Notwithstanding the foregoing, if a Change in Control constitutes a payment event with respect to any Award which provides for the deferral of compensation and is subject to Section 409A, then, to the extent required to comply with Section 409A, the transaction or event described in subsection (i), (ii), (iii) or (iv) above with respect to such Award must also constitute a “change in control event,” as defined in Treasury Regulation §1.409A-3(i)(5), and as relates to the holder of such Award, to the extent required to comply with Section 409A.
“Code” means the Internal Revenue Code of 1986, as amended.
“Committee” means the Board, except that it shall mean such committee of the Board as is appointed by the Board to administer the Plan, or as necessary to comply with applicable legal requirements or listing standards.
“Consultant” means an individual who renders consulting services to the Company, the Partnership or any of their Affiliates.
“DER” means a distribution equivalent right, representing a contingent right to receive an amount in cash, Units, Restricted Units and/or Phantom Units equal in value to the distributions made by the Partnership with respect to a Unit during the period such Award is outstanding.
“Director” means a member of the board of directors or board of managers, as the case may be, of the Company, the Partnership or any of their Affiliates who is not an Employee or a Consultant (other than in that individual’s capacity as a Director).
“Disability” means, unless otherwise set forth in an Award Agreement or other written agreement between the applicable Participant and the Company, the Partnership or any of their Affiliates (as in effect on the date the applicable Award is granted to such Participant), as determined by the Committee in its discretion exercised in good faith, a physical or mental condition of a Participant that would entitle him or her to payment of disability income payments under the Company’s, the Partnership’s or one of their Affiliates’ long-term disability insurance policy or plan, as applicable, for employees as then in effect; or in the event that a Participant is not covered, for whatever reason, under any such long-term disability insurance policy or plan for employees of the Company, the Partnership, or one of their Affiliates or the Company, the Partnership or one of their Affiliates does not maintain such a long-term disability insurance policy, “Disability” means a total and permanent disability within the meaning of Section 22(e)(3) of the Code; provided, however, that if a Disability constitutes a payment event with respect to any Award which provides for the deferral of compensation and is subject to Section 409A, then, to the extent required to comply with Section 409A, the Participant must also be considered “disabled” within the meaning of Section 409A(a)(2)(C) of the Code. A determination of Disability may be made by a physician selected or approved by the Committee and, in this respect, Participants shall submit to an examination by such physician upon request by the Committee.
“Employee” means an employee of the Company, the Partnership or any of their Affiliates.
“Exchange Act” means the Securities Exchange Act of 1934, as amended.

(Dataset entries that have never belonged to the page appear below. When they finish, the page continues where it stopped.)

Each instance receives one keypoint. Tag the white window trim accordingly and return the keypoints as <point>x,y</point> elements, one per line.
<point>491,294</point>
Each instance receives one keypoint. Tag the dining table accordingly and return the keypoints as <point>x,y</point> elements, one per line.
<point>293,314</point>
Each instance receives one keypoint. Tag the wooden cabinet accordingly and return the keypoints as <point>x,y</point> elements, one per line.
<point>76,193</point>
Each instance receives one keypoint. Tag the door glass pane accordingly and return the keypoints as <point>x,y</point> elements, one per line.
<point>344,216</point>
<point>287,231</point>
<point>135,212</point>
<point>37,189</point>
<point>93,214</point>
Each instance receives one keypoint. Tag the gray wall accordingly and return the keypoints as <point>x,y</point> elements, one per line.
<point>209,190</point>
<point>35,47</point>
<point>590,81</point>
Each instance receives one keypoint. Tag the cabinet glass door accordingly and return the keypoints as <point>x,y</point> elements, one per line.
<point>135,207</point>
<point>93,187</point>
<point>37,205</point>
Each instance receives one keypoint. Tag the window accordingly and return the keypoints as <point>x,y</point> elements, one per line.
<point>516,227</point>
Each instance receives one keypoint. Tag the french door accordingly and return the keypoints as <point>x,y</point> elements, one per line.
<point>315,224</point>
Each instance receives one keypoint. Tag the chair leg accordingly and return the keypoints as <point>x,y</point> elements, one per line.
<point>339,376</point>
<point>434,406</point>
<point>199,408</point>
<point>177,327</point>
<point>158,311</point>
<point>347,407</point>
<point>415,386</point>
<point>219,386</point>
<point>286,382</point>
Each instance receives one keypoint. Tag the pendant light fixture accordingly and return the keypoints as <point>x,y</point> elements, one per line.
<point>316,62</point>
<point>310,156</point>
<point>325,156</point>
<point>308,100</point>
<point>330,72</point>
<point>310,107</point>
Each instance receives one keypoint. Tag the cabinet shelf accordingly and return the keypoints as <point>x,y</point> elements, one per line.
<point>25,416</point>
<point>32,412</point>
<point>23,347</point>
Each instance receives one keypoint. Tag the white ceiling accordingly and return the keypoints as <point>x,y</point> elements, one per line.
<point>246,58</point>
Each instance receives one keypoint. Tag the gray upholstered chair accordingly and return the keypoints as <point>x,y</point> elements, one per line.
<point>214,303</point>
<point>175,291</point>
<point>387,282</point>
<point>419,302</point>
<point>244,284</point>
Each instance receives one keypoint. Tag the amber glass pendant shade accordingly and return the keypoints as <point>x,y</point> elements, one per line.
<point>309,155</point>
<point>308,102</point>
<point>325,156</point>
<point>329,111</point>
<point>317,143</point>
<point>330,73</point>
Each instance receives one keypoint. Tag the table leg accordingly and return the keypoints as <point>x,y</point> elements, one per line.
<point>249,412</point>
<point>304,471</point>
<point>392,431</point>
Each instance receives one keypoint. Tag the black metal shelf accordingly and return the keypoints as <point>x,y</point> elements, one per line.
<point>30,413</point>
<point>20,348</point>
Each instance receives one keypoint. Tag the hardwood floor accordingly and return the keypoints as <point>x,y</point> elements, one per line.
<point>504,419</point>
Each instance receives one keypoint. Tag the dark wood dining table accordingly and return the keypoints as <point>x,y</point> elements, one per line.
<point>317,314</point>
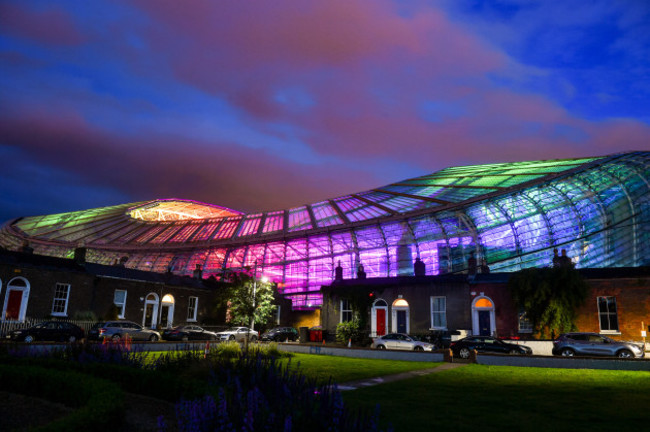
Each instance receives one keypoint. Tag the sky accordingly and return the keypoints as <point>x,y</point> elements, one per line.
<point>265,105</point>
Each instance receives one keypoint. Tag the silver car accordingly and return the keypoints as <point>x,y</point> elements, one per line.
<point>401,341</point>
<point>115,330</point>
<point>594,344</point>
<point>239,334</point>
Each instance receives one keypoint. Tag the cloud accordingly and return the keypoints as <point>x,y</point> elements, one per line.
<point>50,26</point>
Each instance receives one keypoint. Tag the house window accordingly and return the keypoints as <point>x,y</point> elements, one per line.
<point>525,325</point>
<point>192,308</point>
<point>60,304</point>
<point>439,312</point>
<point>346,310</point>
<point>119,299</point>
<point>607,314</point>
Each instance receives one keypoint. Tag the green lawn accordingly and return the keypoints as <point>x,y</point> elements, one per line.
<point>495,398</point>
<point>344,369</point>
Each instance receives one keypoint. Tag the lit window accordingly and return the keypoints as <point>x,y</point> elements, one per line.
<point>119,299</point>
<point>439,312</point>
<point>60,304</point>
<point>346,310</point>
<point>607,314</point>
<point>192,308</point>
<point>525,325</point>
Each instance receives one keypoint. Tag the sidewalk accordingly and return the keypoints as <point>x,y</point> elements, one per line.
<point>353,385</point>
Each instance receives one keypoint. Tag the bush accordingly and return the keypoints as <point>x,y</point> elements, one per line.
<point>100,403</point>
<point>352,330</point>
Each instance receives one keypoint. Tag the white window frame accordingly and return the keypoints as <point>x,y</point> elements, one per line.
<point>618,325</point>
<point>121,306</point>
<point>192,309</point>
<point>346,310</point>
<point>442,313</point>
<point>58,300</point>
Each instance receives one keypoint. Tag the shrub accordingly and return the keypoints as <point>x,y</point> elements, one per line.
<point>352,330</point>
<point>100,403</point>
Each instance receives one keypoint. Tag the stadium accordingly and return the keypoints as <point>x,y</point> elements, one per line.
<point>512,215</point>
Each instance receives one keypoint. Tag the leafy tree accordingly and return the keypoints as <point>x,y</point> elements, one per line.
<point>550,297</point>
<point>242,309</point>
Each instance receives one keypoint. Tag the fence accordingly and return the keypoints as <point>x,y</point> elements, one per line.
<point>8,326</point>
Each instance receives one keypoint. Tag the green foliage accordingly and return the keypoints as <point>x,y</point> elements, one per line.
<point>355,330</point>
<point>242,307</point>
<point>550,297</point>
<point>100,403</point>
<point>85,316</point>
<point>112,313</point>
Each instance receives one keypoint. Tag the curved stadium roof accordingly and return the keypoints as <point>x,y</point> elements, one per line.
<point>511,214</point>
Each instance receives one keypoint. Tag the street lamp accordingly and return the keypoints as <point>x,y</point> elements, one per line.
<point>264,279</point>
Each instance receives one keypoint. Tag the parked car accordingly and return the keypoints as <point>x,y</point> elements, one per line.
<point>594,344</point>
<point>188,332</point>
<point>57,331</point>
<point>116,330</point>
<point>486,344</point>
<point>401,341</point>
<point>239,334</point>
<point>281,334</point>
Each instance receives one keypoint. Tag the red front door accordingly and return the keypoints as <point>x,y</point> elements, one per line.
<point>381,322</point>
<point>13,305</point>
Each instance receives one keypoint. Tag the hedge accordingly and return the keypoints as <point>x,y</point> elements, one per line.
<point>100,403</point>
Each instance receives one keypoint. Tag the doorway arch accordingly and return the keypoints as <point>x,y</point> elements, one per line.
<point>400,316</point>
<point>150,315</point>
<point>167,311</point>
<point>483,319</point>
<point>16,298</point>
<point>379,317</point>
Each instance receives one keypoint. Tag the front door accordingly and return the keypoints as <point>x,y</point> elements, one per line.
<point>484,326</point>
<point>381,322</point>
<point>14,302</point>
<point>401,321</point>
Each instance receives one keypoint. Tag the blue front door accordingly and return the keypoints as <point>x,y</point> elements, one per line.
<point>484,327</point>
<point>401,321</point>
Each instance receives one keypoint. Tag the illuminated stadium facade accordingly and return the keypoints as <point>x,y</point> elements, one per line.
<point>511,214</point>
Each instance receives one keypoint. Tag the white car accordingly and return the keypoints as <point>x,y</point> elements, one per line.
<point>401,341</point>
<point>239,334</point>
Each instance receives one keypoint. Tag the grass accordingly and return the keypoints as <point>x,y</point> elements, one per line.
<point>344,369</point>
<point>495,398</point>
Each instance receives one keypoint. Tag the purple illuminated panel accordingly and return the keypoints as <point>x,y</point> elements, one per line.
<point>250,225</point>
<point>325,214</point>
<point>274,222</point>
<point>227,229</point>
<point>299,219</point>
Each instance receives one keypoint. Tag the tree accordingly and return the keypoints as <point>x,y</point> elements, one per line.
<point>242,308</point>
<point>550,297</point>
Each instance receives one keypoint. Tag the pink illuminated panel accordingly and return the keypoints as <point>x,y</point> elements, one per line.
<point>250,225</point>
<point>227,229</point>
<point>274,222</point>
<point>299,219</point>
<point>325,214</point>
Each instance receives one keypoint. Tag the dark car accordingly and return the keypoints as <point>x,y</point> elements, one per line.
<point>57,331</point>
<point>116,330</point>
<point>188,332</point>
<point>281,334</point>
<point>486,344</point>
<point>593,344</point>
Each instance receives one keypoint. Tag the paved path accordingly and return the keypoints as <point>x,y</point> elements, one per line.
<point>353,385</point>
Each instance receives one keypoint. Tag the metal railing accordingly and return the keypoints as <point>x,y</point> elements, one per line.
<point>8,326</point>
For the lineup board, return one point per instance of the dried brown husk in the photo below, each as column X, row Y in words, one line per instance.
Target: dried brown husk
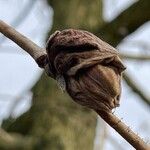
column 91, row 68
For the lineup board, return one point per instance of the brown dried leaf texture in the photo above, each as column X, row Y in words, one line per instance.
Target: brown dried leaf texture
column 90, row 67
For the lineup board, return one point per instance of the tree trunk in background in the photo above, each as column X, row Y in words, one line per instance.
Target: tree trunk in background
column 58, row 122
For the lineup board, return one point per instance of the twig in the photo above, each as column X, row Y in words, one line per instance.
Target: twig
column 37, row 53
column 21, row 17
column 134, row 57
column 40, row 54
column 136, row 89
column 124, row 130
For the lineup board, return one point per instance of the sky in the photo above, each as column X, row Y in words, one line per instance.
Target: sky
column 19, row 72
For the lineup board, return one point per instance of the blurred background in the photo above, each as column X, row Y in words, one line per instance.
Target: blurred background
column 34, row 113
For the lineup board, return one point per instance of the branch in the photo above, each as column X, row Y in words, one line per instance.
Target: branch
column 136, row 89
column 124, row 130
column 134, row 57
column 36, row 52
column 115, row 31
column 125, row 23
column 22, row 15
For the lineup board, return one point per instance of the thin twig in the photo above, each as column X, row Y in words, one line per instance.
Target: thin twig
column 124, row 130
column 37, row 53
column 21, row 17
column 136, row 89
column 134, row 57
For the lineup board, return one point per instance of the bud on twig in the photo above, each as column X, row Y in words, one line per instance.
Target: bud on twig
column 91, row 70
column 88, row 68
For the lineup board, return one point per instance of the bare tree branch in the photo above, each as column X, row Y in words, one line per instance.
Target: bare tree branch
column 125, row 23
column 36, row 52
column 116, row 30
column 124, row 130
column 136, row 89
column 135, row 57
column 21, row 17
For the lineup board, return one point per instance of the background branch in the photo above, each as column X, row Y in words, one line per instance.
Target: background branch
column 21, row 17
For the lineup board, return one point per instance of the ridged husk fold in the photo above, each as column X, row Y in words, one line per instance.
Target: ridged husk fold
column 90, row 67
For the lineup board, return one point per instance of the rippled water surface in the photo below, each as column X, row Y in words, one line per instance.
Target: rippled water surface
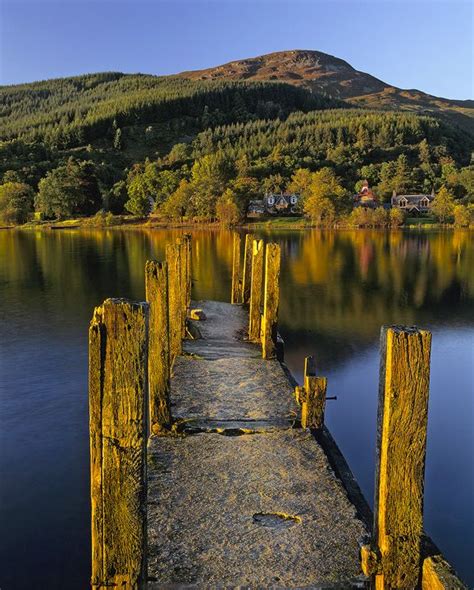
column 337, row 289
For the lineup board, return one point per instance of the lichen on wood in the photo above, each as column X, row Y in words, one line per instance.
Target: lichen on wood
column 314, row 400
column 402, row 426
column 256, row 283
column 175, row 299
column 236, row 285
column 156, row 288
column 247, row 270
column 118, row 349
column 271, row 301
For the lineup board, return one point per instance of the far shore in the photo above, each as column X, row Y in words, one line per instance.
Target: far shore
column 269, row 223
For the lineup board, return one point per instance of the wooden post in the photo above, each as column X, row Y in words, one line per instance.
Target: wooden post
column 401, row 447
column 183, row 246
column 156, row 288
column 118, row 348
column 314, row 397
column 235, row 296
column 188, row 271
column 175, row 306
column 256, row 282
column 247, row 272
column 270, row 301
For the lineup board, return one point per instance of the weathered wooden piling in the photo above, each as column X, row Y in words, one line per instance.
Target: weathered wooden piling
column 236, row 286
column 256, row 283
column 118, row 349
column 401, row 448
column 156, row 287
column 188, row 249
column 271, row 300
column 183, row 244
column 247, row 271
column 175, row 299
column 313, row 396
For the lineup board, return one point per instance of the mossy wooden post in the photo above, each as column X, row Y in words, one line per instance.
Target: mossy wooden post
column 247, row 270
column 188, row 240
column 118, row 349
column 270, row 301
column 156, row 288
column 256, row 283
column 314, row 397
column 173, row 259
column 182, row 244
column 236, row 288
column 401, row 447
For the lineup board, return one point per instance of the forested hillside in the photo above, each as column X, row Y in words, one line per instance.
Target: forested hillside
column 203, row 148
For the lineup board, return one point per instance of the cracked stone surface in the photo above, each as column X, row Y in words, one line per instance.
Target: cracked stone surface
column 259, row 510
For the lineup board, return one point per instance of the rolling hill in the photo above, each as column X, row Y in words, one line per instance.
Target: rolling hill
column 324, row 73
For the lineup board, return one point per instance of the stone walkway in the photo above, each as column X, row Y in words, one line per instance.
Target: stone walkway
column 243, row 499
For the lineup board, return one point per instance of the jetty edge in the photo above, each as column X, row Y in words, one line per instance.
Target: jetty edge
column 136, row 392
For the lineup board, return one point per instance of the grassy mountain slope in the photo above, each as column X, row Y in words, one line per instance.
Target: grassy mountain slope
column 324, row 73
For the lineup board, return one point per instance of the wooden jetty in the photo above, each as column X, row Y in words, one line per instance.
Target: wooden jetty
column 212, row 468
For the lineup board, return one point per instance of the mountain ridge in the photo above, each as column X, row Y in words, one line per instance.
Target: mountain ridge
column 331, row 75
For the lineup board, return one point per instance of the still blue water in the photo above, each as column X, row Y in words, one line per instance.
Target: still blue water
column 337, row 289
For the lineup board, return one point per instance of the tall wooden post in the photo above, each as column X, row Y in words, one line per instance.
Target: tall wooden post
column 314, row 397
column 183, row 245
column 256, row 282
column 188, row 271
column 156, row 288
column 118, row 348
column 247, row 271
column 401, row 447
column 236, row 288
column 175, row 301
column 271, row 300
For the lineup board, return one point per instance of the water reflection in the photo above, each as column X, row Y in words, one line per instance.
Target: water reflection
column 338, row 288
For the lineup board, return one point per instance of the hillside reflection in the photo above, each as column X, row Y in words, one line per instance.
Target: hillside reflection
column 337, row 283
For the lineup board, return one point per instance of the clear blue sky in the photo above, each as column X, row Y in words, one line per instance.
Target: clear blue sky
column 424, row 44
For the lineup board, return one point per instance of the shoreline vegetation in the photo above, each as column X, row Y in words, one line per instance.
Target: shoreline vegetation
column 132, row 222
column 204, row 151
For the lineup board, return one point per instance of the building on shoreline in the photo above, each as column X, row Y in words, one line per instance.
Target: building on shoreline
column 412, row 203
column 366, row 197
column 275, row 204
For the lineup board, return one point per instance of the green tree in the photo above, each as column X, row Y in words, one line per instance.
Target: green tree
column 209, row 176
column 118, row 144
column 11, row 176
column 117, row 197
column 326, row 185
column 397, row 217
column 380, row 217
column 301, row 182
column 69, row 190
column 179, row 203
column 443, row 205
column 462, row 215
column 227, row 209
column 320, row 209
column 16, row 202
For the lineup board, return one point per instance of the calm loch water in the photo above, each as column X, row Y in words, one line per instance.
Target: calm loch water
column 337, row 290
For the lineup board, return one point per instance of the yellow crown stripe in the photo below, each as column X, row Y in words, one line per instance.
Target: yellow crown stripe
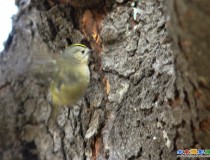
column 82, row 45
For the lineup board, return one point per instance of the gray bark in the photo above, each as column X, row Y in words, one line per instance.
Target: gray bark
column 149, row 87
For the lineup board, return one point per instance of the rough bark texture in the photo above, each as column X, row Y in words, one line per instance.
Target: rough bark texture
column 149, row 88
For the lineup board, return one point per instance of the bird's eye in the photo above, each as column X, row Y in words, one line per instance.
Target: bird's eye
column 83, row 51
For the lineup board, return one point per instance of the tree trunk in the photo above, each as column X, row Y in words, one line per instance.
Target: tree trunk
column 149, row 89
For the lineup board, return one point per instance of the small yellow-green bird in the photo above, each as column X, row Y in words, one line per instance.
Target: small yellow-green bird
column 69, row 75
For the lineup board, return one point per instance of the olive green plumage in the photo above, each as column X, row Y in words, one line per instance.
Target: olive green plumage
column 68, row 75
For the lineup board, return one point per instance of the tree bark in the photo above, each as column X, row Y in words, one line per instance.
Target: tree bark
column 149, row 89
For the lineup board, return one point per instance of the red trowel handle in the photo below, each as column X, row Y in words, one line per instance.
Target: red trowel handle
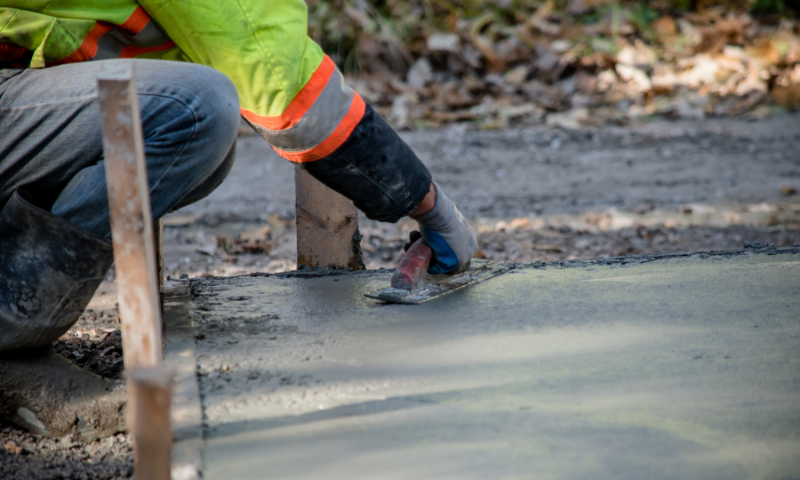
column 410, row 274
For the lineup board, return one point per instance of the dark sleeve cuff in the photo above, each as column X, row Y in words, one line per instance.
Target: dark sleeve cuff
column 376, row 170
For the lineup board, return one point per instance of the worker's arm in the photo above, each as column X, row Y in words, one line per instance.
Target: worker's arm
column 296, row 98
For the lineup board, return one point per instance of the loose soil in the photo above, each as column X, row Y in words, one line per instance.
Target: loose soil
column 533, row 194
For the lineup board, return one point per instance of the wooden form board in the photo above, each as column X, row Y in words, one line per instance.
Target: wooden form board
column 152, row 435
column 131, row 218
column 326, row 225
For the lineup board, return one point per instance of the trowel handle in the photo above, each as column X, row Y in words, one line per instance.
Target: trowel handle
column 410, row 274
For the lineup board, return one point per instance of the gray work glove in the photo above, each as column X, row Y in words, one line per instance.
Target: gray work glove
column 449, row 235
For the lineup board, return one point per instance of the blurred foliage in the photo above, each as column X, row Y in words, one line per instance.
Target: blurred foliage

“Fair Market Value” means, as of any given date, the closing sales price on such date during normal trading hours (or, if there are no reported sales on such date, on the last date prior to such date on which there were sales) of the Units on the New York Stock Exchange or, if not listed on such exchange, on any other national securities exchange on which the Units are listed or on an inter-dealer quotation system, in any case, as reported in such source as the Committee shall select. If there is no regular public trading market for the Units, the Fair Market Value of the Units shall be determined by the Committee in good faith and, to the extent applicable, in compliance with the requirements of Section 409A.
“Option” means an option to purchase Units granted pursuant to Section 7(a) of the Plan.
“Other Unit-Based Award” means an award granted pursuant to Section 7(f) of the Plan.
“Participant” means an Employee, Consultant or Director granted an Award under the Plan and any authorized transferee of such individual.
“Partnership Agreement” means the Agreement of Limited Partnership of the Partnership, as it may be amended or amended and restated from time to time.
“Person” shall have the meaning ascribed to such term in Section 3(a)(9) of the Exchange Act and used in Sections 13(d) and 14(d) thereof, including a “group” as defined in Section 13(d) thereof.
“Phantom Unit” means a notional interest granted under the Plan that, to the extent vested, entitles the Participant to receive a Unit or an amount of cash equal to the Fair Market Value of a Unit, as determined by the Committee in its discretion.
“Prior Plan” means the Summit Midstream Partners, LP 2012 Long-Term Incentive Plan, as amended.